Configuring the plugin is straightforward.

Jenkins Config

Enter a name of the parameter you want to define, also provide a description i.e.: ‘branch’

For the parameter type I just want to display a dropdown of all the available branches to my QA user. So I select “Single Select”.

Next you define where your property file lives. This is the file generated by our JGPG code. I’m on Windows so I simply setup a share somewhere and point both my code and Jenkins at the same shared folder.

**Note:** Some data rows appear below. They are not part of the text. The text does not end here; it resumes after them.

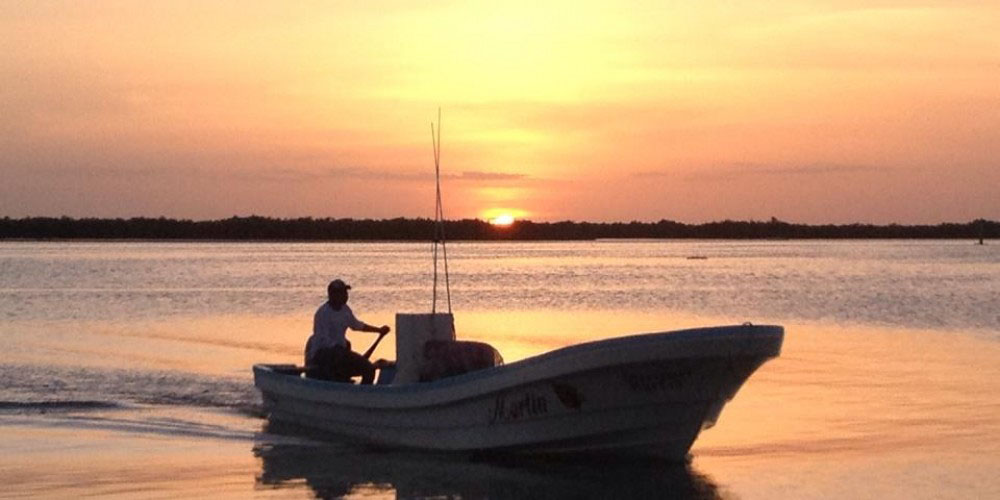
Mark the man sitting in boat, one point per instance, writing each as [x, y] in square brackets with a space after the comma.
[328, 352]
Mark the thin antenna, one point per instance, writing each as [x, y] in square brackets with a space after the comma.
[439, 237]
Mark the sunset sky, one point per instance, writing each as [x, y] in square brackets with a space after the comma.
[809, 111]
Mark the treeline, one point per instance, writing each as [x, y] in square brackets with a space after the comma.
[400, 229]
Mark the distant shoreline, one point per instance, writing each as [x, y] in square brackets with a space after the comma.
[264, 229]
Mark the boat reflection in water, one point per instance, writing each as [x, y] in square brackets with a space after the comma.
[334, 471]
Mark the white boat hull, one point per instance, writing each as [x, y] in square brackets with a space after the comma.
[645, 395]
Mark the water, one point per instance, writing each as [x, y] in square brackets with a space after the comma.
[140, 353]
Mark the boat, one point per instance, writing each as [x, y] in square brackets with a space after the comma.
[647, 395]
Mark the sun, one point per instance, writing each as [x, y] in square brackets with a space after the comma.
[502, 220]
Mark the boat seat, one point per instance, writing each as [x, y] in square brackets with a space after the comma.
[447, 358]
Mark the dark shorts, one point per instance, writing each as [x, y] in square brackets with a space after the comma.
[338, 363]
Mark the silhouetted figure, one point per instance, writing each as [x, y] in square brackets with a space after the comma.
[328, 352]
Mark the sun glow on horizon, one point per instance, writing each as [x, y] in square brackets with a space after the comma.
[502, 220]
[503, 216]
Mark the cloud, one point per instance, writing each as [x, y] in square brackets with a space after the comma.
[763, 170]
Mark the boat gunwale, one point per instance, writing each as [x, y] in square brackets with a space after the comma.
[758, 340]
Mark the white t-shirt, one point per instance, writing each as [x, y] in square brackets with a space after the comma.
[330, 328]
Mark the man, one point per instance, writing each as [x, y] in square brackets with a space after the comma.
[328, 353]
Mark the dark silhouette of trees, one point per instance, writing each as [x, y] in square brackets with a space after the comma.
[400, 229]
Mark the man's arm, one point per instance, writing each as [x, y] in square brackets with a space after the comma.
[384, 329]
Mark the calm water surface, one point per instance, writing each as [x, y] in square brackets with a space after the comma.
[126, 365]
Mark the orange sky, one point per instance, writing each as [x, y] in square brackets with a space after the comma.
[849, 111]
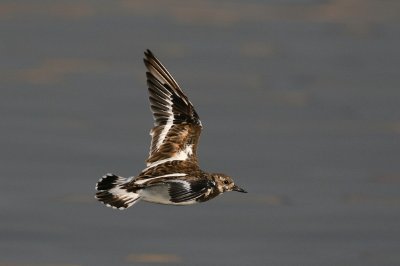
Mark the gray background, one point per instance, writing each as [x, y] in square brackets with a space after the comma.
[299, 101]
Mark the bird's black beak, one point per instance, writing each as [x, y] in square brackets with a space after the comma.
[238, 189]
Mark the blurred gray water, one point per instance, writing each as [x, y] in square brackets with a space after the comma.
[299, 101]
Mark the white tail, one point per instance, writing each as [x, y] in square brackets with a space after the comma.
[111, 192]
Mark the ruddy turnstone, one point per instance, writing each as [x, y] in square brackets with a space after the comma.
[172, 175]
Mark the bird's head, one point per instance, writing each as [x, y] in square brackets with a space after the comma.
[225, 183]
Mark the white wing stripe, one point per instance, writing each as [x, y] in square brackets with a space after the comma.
[180, 156]
[140, 182]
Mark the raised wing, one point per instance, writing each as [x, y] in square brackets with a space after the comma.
[177, 126]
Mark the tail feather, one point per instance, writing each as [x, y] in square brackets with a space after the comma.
[110, 191]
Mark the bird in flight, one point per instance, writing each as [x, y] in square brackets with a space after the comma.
[172, 175]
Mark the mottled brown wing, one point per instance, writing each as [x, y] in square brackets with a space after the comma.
[177, 126]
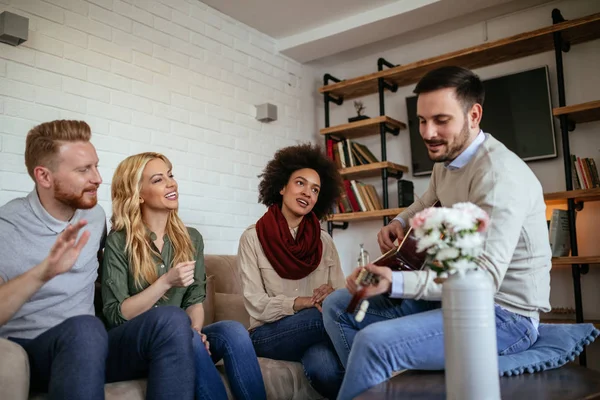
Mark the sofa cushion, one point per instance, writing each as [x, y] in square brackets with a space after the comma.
[557, 344]
[231, 307]
[284, 380]
[224, 269]
[14, 371]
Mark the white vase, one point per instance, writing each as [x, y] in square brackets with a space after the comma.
[470, 349]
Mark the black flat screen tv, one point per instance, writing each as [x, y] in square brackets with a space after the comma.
[517, 111]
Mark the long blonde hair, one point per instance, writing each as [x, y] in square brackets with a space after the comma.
[127, 215]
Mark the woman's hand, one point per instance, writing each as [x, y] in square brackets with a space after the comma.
[181, 275]
[320, 293]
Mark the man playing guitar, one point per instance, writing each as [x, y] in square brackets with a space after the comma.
[470, 166]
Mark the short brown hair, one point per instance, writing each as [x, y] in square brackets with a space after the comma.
[44, 140]
[467, 85]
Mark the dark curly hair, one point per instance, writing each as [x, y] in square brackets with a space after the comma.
[286, 161]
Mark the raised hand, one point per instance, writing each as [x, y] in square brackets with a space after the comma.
[181, 275]
[389, 233]
[64, 252]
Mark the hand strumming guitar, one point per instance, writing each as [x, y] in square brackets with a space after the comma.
[389, 233]
[384, 284]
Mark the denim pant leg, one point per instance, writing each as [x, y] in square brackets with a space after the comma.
[229, 340]
[415, 340]
[68, 361]
[209, 385]
[342, 326]
[292, 339]
[158, 345]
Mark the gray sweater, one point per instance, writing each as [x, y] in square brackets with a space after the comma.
[517, 250]
[27, 232]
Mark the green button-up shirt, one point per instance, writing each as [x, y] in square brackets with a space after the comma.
[118, 283]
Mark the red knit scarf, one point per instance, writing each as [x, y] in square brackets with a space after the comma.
[291, 258]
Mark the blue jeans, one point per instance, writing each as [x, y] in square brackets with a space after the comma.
[74, 359]
[402, 334]
[302, 337]
[230, 342]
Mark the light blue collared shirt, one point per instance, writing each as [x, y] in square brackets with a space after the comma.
[459, 162]
[463, 159]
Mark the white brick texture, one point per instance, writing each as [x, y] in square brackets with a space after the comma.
[171, 76]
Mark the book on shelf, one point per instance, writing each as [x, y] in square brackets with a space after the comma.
[584, 173]
[357, 197]
[560, 241]
[347, 153]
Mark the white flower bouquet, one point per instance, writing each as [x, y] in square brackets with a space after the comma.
[452, 237]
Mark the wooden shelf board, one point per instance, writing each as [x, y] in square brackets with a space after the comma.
[525, 44]
[580, 113]
[575, 260]
[365, 127]
[567, 321]
[371, 170]
[364, 215]
[578, 195]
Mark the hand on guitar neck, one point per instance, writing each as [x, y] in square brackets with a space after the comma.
[381, 284]
[389, 234]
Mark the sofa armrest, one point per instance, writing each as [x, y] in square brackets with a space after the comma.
[14, 371]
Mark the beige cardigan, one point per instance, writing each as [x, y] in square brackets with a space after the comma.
[267, 296]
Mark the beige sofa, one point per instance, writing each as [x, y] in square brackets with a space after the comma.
[283, 380]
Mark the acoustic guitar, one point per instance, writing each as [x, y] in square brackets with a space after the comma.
[404, 257]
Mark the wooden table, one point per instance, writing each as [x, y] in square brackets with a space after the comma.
[569, 382]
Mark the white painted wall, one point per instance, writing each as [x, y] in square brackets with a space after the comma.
[582, 84]
[173, 76]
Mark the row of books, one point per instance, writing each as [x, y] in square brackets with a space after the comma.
[558, 231]
[584, 173]
[348, 153]
[357, 196]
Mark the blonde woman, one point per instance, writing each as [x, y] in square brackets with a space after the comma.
[152, 259]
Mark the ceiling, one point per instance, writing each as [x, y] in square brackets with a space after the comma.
[309, 30]
[281, 18]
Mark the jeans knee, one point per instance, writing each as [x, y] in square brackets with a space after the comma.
[85, 334]
[334, 304]
[171, 320]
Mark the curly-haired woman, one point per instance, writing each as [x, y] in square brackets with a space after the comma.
[152, 259]
[289, 265]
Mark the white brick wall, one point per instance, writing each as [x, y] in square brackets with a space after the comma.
[172, 76]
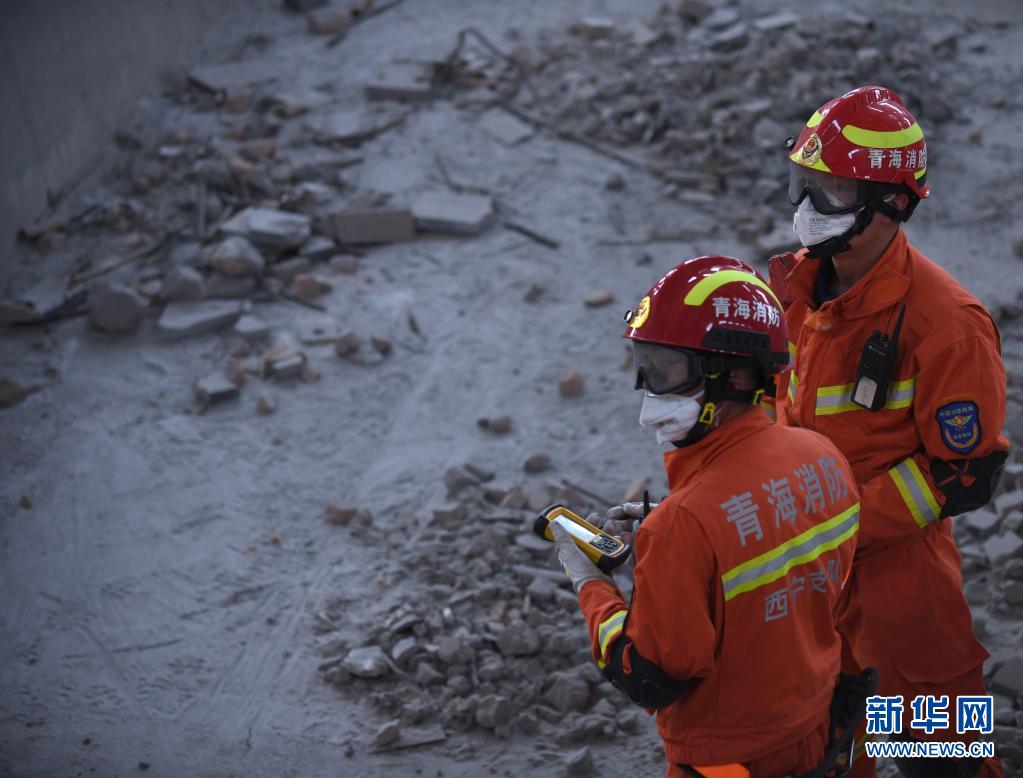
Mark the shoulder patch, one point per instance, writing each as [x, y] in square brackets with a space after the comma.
[960, 425]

The “Property Key” ties to the list of projects in your properties file:

:::
[group1]
project-abc=develop,feature/ABC-4369,feature/ABC-4606,feature/ABC-4700,feature/ABC-4717
project-xyz=feature/XYZ-4637,develop,feature/XYZ-4541
[group2]
project-foo=feature/FOO-2597,feature/FOO-3296,feature/FOO-4242,develop,feature/FOO-1500

So if I want to display a list of project-foo’s branches I will set my “Property Key” to “project-foo”. In the screenshot above this is set to ‘sto’ the name of one our Gitlab projects.

And finally you can pick a default - normally we want to be on the ‘develop’ branch so this is defined as the default.

Now our QA user will open our Jenkin’s job, click Build With Parameters and be presented with a list of branches they can deploy

Jenkins Config

Once selected the branch name is available in our ‘branch’ property we defined which can be passed on to our build/deployment script.